In order to see if the biodegradative pathways for morpholine and thiomorpholine during degradation by Mycobacterium aurum MO1 could be generalized to other heterocyclic compounds, the degradation of piperidine by this strain was investigated by performing (1)H-nuclear magnetic resonance directly with the incubation medium. Ionspray mass spectrometry, performed without purification of the samples, was also used to confirm the structure of some metabolites during morpholine and thiomorpholine degradation. The results obtained with these two techniques suggested a general pathway for degradation of nitrogen heterocyclic compounds by M. aurum MO1. The first step of the degradative pathway is cleavage of the C---N bond; this leads formation of an intermediary amino acid, which is followed by deamination and oxidation of this amino acid into a diacid. Except in the case of thiodiglycolate obtained from thiomorpholine degradation, the dicarboxylates are completely mineralized by the bacterial cells. A comparison with previously published data showed that this pathway could be a general pathway for degradation by other strains of members of the genus Mycobacterium.

High morpholine degradation rates and formation of cytochrome P450 during growth on different cyclic amines by newly isolated Mycobacterium sp. strain HE5

Using morpholine as sole source of carbon, nitrogen and energy, strain HE5 (DSM 44238) was isolated from forest soil. The isolated strain was identified as a member of the subgroup of fast-growing Mycobacterium species as revealed by 16S rDNA analysis. An identity of 99.4% was obtained to Mycobacterium gilvum; however, the type strain was unable to utilize morpholine. A maximal growth rate of 0.17 h(-1) was observed at a morpholine concentration of 30 mM, 30 degrees C and pH 7.2. The substrate was tolerated at concentrations up to 100 mM. Besides morpholine, the strain utilized pyrrolidine, piperidine and proposed intermediates in morpholine metabolism such as glycolate, glyoxylate and ethanolamine. Degradation of morpholine, piperidine and pyrrolidine by resting or permeabilized cells was strictly dependent on the presence of oxygen. Addition of the cytochrome-P450-specific inhibitor metyrapone to the growth medium resulted in a significantly decreased growth rate if these cyclic amines were used as a substrate. Carbon monoxide difference spectra of crude extracts from cells grown on these substrates compared to spectra obtained for extracts of succinate-grown cells indicated that cytochrome P450 is specifically expressed during growth on the cyclic amines. These data indicated that a cytochrome-P450-dependent monooxygenase is involved in the degradation of the three cyclic amines.

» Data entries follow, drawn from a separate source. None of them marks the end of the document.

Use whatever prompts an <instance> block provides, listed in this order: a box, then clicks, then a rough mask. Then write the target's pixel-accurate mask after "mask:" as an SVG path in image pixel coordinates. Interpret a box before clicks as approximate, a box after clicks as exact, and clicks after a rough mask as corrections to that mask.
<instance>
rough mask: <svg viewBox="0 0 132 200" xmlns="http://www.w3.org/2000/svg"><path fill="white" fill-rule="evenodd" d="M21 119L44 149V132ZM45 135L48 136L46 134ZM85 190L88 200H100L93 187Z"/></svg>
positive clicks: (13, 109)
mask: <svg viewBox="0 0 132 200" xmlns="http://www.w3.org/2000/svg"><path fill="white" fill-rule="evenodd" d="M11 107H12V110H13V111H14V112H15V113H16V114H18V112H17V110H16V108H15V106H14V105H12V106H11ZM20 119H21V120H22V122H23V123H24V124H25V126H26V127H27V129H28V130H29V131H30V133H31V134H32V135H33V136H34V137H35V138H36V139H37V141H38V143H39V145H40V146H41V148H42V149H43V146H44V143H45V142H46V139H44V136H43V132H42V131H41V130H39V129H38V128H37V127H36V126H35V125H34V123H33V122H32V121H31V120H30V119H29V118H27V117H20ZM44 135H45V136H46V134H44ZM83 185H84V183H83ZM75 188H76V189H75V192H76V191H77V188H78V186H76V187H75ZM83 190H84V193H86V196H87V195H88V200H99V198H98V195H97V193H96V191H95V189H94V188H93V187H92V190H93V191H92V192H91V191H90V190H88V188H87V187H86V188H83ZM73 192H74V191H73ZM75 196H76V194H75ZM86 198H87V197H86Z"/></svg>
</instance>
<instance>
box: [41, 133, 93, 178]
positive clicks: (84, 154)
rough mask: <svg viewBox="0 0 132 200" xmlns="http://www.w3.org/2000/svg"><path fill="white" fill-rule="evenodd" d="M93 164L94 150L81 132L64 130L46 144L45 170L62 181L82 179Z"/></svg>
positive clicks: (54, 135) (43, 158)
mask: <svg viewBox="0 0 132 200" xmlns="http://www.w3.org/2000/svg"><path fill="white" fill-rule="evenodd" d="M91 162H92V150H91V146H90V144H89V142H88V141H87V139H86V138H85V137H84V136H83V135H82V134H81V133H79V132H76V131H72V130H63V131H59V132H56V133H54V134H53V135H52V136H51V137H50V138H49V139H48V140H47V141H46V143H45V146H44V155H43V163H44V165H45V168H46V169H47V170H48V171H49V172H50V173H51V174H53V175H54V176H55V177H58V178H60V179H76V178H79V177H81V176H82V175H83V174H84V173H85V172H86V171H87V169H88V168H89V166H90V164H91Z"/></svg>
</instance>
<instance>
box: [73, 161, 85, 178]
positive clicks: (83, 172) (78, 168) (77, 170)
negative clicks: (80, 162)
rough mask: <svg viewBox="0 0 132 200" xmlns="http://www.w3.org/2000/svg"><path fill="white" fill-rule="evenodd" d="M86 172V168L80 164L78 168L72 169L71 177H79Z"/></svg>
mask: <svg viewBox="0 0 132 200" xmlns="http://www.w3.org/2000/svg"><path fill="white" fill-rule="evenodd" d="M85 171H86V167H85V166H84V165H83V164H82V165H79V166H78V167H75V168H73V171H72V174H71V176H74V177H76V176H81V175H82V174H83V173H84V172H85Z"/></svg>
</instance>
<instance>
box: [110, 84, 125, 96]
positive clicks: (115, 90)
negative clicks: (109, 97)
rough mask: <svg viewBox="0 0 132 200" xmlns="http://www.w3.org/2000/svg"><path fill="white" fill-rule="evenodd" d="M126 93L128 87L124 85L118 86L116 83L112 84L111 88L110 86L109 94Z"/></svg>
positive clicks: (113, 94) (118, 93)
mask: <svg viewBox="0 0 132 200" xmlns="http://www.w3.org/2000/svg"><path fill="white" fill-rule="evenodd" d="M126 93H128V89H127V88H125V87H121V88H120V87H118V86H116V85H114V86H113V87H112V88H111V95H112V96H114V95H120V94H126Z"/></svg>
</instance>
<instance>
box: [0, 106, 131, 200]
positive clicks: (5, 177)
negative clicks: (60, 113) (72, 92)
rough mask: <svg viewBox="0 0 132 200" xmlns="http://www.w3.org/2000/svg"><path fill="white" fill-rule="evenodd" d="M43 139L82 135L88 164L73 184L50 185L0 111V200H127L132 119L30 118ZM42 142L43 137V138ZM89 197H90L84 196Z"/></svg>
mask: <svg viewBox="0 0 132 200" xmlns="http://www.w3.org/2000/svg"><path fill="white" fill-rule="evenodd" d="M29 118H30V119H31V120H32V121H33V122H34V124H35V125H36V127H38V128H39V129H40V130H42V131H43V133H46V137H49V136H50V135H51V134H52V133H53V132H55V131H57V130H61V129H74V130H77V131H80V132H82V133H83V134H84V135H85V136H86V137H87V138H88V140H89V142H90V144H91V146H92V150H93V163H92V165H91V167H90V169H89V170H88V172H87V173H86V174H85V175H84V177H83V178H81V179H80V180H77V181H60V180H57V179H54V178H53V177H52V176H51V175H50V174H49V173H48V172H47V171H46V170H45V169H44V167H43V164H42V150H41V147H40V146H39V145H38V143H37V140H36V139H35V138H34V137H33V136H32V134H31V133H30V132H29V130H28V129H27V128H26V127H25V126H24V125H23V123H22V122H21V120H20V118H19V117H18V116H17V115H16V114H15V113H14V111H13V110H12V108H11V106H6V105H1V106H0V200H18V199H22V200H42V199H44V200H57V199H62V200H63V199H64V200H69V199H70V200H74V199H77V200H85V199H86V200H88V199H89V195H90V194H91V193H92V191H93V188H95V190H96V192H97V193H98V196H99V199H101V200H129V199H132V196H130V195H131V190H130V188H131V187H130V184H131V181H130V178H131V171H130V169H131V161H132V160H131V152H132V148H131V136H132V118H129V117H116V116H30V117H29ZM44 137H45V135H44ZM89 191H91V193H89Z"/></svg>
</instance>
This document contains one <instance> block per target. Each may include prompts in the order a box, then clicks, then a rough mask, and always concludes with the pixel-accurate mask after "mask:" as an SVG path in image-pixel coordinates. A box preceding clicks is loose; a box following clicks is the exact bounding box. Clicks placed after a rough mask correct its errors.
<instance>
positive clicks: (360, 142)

Degradation of morpholine by an environmental Mycobacterium strain involves a cytochrome P-450

A Mycobacterium strain (RP1) was isolated from a contaminated activated sludge collected in a wastewater treatment unit of a chemical plant. It was capable of utilizing morpholine and other heterocyclic compounds, such as pyrrolidine and piperidine, as the sole source of carbon, nitrogen, and energy. The use of in situ 1H nuclear magnetic resonance (1H NMR) spectroscopy allowed the determination of two intermediates in the biodegradative pathway, 2-(2-aminoethoxy)acetate and glycolate. The inhibitory effects of metyrapone on the degradative abilities of strain RP1 indicated the involvement of a cytochrome P-450 in the biodegradation of morpholine. This observation was confirmed by spectrophotometric analysis and 1H NMR. Reduced cell extracts from morpholine-grown cultures, but not succinate-grown cultures, gave rise to a carbon monoxide difference spectrum with a peak near 450 nm, which indicated the presence of a soluble cytochrome P-450. 1H NMR allowed the direct analysis of the incubation medium containing metyrapone, a specific inhibitor of cytochrome P-450. The inhibition of morpholine degradation was dependent on the morpholine/metyrapone ratio. The heme-containing monooxygenase was also detected in pyrrolidine- and piperidine-grown cultures. The abilities of different compounds to support strain growth or the induction of a soluble cytochrome P-450 were assayed. The results suggest that this enzyme catalyzes the cleavage of the C-N bond of the morpholine ring.